Split loss across two different models and calculate gradients


I have two separate models, each of which outputs a probability distribution. I weigh the probability distribution of each model by a dynamic scaling factor and calculate the outputs. I compare the outputs against the true labels and generate the overall loss.

However, I want to split the loss across both models in the same scaling factor, essentially a weighted average. Once each model receives the scaled loss, it backpropagates and computes the gradients. The learning factors and optimisers can be different for both models.

At a high level, the (pseudo)code looks like this -

import torch

modelA = Model(paramsA)
modelB = Model(paramsB)

optimiserA = getOptimiser(modelA.parameters(), lr=lr_A)
optimiserB = getOptimiser(modelB.parameters(), lr=lr_B)

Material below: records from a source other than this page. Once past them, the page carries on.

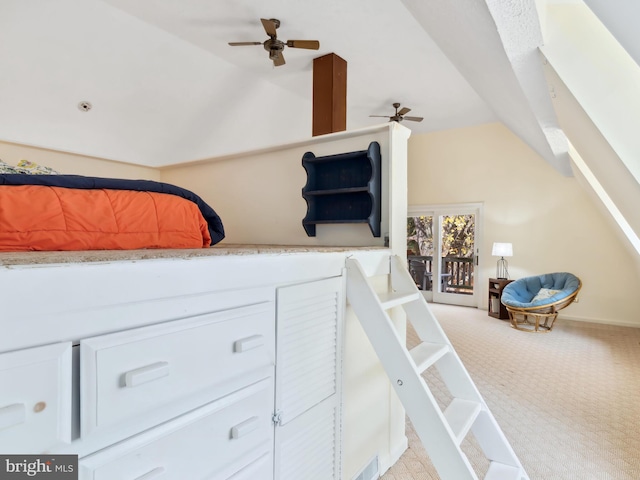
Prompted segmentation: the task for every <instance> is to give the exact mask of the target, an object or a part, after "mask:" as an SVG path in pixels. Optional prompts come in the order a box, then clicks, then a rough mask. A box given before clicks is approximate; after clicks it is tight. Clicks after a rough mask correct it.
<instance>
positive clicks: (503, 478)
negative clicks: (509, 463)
mask: <svg viewBox="0 0 640 480" xmlns="http://www.w3.org/2000/svg"><path fill="white" fill-rule="evenodd" d="M520 478H522V471H521V469H520V468H519V467H514V466H513V465H505V464H504V463H498V462H491V464H490V465H489V470H487V474H486V475H485V477H484V480H520Z"/></svg>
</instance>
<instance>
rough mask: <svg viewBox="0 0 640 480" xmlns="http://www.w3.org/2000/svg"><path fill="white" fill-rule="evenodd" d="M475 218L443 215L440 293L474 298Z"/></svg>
mask: <svg viewBox="0 0 640 480" xmlns="http://www.w3.org/2000/svg"><path fill="white" fill-rule="evenodd" d="M475 220H476V218H475V215H474V214H468V215H442V216H441V217H440V224H441V226H442V227H441V231H440V241H441V249H440V255H441V262H440V265H442V269H441V272H442V273H441V276H440V282H439V283H440V285H439V286H440V290H439V291H440V292H442V293H453V294H462V295H472V294H473V277H474V251H475V228H476V227H475V223H476V222H475Z"/></svg>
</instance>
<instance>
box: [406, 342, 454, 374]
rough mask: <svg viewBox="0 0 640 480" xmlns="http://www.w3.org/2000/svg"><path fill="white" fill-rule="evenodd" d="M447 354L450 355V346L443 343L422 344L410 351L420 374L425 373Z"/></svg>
mask: <svg viewBox="0 0 640 480" xmlns="http://www.w3.org/2000/svg"><path fill="white" fill-rule="evenodd" d="M446 353H449V345H447V344H443V343H429V342H422V343H420V344H419V345H418V346H416V347H413V348H412V349H411V350H409V354H410V355H411V358H413V361H414V363H415V364H416V367H418V372H419V373H422V372H424V371H425V370H426V369H427V368H429V367H430V366H431V365H433V364H434V363H436V362H437V361H438V360H440V358H442V356H443V355H445V354H446Z"/></svg>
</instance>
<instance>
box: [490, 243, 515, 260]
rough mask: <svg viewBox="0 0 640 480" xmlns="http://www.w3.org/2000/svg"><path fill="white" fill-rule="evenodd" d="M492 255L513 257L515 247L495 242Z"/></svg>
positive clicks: (498, 256)
mask: <svg viewBox="0 0 640 480" xmlns="http://www.w3.org/2000/svg"><path fill="white" fill-rule="evenodd" d="M491 255H493V256H494V257H513V245H511V244H510V243H498V242H494V244H493V250H491Z"/></svg>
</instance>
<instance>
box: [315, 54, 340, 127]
mask: <svg viewBox="0 0 640 480" xmlns="http://www.w3.org/2000/svg"><path fill="white" fill-rule="evenodd" d="M346 129H347V62H346V61H345V60H344V59H342V58H340V57H339V56H338V55H336V54H335V53H329V54H327V55H324V56H322V57H318V58H314V59H313V125H312V134H313V136H314V137H315V136H316V135H324V134H325V133H333V132H342V131H344V130H346Z"/></svg>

outputs = modelA(inputs)*scalingFactor_A + modelB(inputs)*scalingFactor_B
loss = criterion(outputs, labels)

# unsure how exactly loss.backward() and optimiserA.step() and optimiserB.step() should work

Any help is appreciated. Thanks!

Your pseudo code looks alright and loss.backward() will calculate the gradients for both outputs.
For Autograd it doesn’t matter if the scaling and addition is performed “outside of the model” or in the forward pass and it’s just a mathematical operation which loss.backward() will backpropagate through.

optimizerX.step() will update the passed parameters using their .grad attribute.